Princeton Neuroscience Institute, Princeton University, Washington Road, Princeton, NJ 08544, USA.
Princeton Neuroscience Institute, Princeton University, Washington Road, Princeton, NJ 08544, USA.
Curr Biol. 2019 Jun 17;29(12):2066-2074.e5. doi: 10.1016/j.cub.2019.05.013. Epub 2019 May 30.
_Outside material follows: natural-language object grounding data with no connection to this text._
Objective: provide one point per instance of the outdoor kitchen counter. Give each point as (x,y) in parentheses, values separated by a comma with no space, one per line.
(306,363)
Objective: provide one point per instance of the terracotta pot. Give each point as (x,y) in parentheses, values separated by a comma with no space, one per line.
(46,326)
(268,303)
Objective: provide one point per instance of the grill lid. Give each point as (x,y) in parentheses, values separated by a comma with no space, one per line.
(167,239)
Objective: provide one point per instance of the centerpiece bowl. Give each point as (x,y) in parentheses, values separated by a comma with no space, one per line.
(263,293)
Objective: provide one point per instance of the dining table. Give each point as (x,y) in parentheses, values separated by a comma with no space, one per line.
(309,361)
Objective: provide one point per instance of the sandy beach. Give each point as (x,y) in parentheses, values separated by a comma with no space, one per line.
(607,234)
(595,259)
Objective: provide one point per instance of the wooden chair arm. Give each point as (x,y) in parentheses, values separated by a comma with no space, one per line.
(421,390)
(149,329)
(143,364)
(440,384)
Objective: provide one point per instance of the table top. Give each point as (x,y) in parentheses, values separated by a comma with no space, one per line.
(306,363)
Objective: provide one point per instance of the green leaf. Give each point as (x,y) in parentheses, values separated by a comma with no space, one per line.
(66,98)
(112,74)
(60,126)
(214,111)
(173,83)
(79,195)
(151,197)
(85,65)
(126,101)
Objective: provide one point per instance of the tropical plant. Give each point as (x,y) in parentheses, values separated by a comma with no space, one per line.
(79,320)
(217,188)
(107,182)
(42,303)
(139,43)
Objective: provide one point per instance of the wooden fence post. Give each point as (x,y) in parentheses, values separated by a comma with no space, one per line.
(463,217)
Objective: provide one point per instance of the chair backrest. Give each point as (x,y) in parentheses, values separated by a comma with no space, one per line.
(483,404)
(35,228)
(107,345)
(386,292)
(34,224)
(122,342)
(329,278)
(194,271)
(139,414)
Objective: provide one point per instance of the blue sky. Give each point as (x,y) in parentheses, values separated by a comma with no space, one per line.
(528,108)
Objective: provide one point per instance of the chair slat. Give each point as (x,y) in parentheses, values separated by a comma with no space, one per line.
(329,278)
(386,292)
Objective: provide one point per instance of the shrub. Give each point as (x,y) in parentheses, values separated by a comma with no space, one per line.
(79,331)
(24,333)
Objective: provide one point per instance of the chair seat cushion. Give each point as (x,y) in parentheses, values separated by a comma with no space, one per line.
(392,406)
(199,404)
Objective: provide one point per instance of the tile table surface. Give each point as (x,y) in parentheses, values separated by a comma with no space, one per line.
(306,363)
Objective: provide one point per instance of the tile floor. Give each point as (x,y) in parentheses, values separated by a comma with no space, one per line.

In 1979, Daniel Kahneman and Amos Tversky published a ground-breaking paper titled "Prospect Theory: An Analysis of Decision under Risk," which presented a behavioral economic theory that accounted for the ways in which humans deviate from economists' normative workhorse model, Expected Utility Theory [1, 2]. For example, people exhibit probability distortion (they overweight low probabilities), loss aversion (losses loom larger than gains), and reference dependence (outcomes are evaluated as gains or losses relative to an internal reference point). We found that rats exhibited many of these same biases, using a task in which rats chose between guaranteed and probabilistic rewards. However, prospect theory assumes stable preferences in the absence of learning, an assumption at odds with alternative frameworks such as animal learning theory and reinforcement learning [3-7]. Rats also exhibited trial history effects, consistent with ongoing learning. A reinforcement learning model in which state-action values were updated by the subjective value of outcomes according to prospect theory reproduced rats' nonlinear utility and probability weighting functions and also captured trial-by-trial learning dynamics.
1979 年,丹尼尔·卡尼曼(Daniel Kahneman)和阿莫斯·特沃斯基(Amos Tversky)发表了一篇具有开创性的论文,题为“前景理论:风险下的决策分析”[1,2],提出了一种行为经济学理论,该理论解释了人类偏离经济学家规范的基准模型——期望效用理论的方式。例如,人们表现出概率扭曲(他们高估低概率)、损失厌恶(损失比收益更明显)和参照依赖(结果相对于内部参照点被评估为收益或损失)。我们发现,大鼠在使用一种大鼠在保证奖励和概率奖励之间进行选择的任务中表现出了许多相同的偏差。然而,前景理论假设在没有学习的情况下偏好是稳定的,这一假设与动物学习理论和强化学习等替代框架不一致[3-7]。大鼠还表现出与持续学习一致的试验历史效应。根据前景理论,根据结果的主观价值更新状态-动作值的强化学习模型再现了大鼠的非线性效用和概率加权函数,并且还捕获了逐次学习的动态。